Choose the most durable materials within your budget to minimize repairs down the road.

Understand Greenhouse Maintenance

All greenhouses require regular maintenance and upkeep to maximize their lifespan and performance. Be prepared to:

  • Wash glazing several times a year using mild cleaners to remove dust, dirt, and salt deposits. Take care not to damage polycarbonate panels.
  • Caulk cracks immediately before they spread and cause leaks. Check glazing sealants and frames annually.
  • Keep gutters and downspouts cleared. Prevent debris buildup on the roof.
  • Lubricate hinges, rollers, and moving parts on vents.
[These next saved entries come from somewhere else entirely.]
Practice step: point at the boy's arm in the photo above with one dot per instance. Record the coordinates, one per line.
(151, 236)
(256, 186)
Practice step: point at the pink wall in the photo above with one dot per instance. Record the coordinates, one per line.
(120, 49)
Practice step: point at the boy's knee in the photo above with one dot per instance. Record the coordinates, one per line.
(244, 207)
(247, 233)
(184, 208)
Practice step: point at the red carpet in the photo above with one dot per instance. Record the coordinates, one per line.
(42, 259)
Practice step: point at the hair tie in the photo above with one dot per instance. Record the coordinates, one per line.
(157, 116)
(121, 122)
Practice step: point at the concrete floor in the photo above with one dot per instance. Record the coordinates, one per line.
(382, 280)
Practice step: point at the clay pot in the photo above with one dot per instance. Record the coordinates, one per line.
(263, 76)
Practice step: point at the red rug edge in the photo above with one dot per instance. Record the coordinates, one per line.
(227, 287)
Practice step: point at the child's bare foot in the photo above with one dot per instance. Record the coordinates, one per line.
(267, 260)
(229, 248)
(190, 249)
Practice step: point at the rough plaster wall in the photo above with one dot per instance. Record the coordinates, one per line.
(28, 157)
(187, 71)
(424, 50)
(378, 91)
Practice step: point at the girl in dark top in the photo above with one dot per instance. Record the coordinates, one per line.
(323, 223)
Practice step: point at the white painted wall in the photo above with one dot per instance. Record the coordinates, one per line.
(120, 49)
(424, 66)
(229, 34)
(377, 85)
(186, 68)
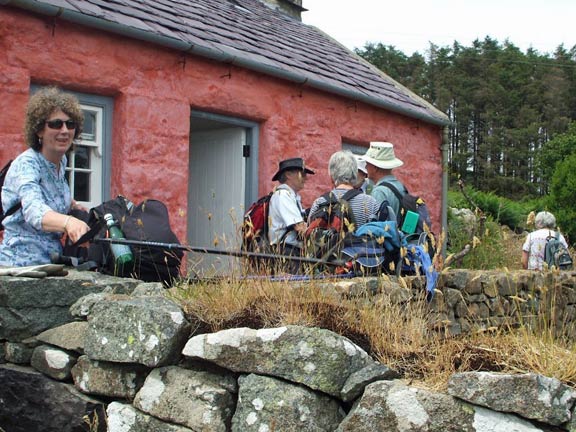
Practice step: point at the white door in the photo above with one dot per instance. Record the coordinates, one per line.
(216, 197)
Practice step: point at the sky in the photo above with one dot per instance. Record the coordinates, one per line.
(410, 25)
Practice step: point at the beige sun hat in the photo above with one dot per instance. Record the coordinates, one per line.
(381, 155)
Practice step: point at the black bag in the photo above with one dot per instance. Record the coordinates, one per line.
(15, 207)
(146, 222)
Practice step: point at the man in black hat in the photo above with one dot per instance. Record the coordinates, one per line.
(286, 217)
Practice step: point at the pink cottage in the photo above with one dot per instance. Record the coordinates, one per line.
(194, 103)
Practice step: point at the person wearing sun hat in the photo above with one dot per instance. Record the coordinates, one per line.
(380, 161)
(286, 218)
Adjust opening mechanisms for smooth operation.
  • Tighten loose screws and fasteners which can deteriorate quickly in moist conditions.
  • Keep an eye out for algae, mold, and condensation buildup and take steps to improve airflow and circulation when found.
  • Watch for tears, holes, and deterioration in plastic glazing and seal with greenhouse repair tape or replace as soon as possible.
  • Regularly wash out pots, trays, and tools and disinfect benches and hard surfaces to prevent diseases.
  • Check automatic equipment like sensor probes, thermostats, and irrigation timers periodically for correct operation. Replace batteries in wireless systems once a year.
  • Tune up supplemental heating equipment yearly. Replace worn parts and filters. Clean intake vents to increase efficiency.

Staying on top of maintenance right from the start will pay off for many years down the road.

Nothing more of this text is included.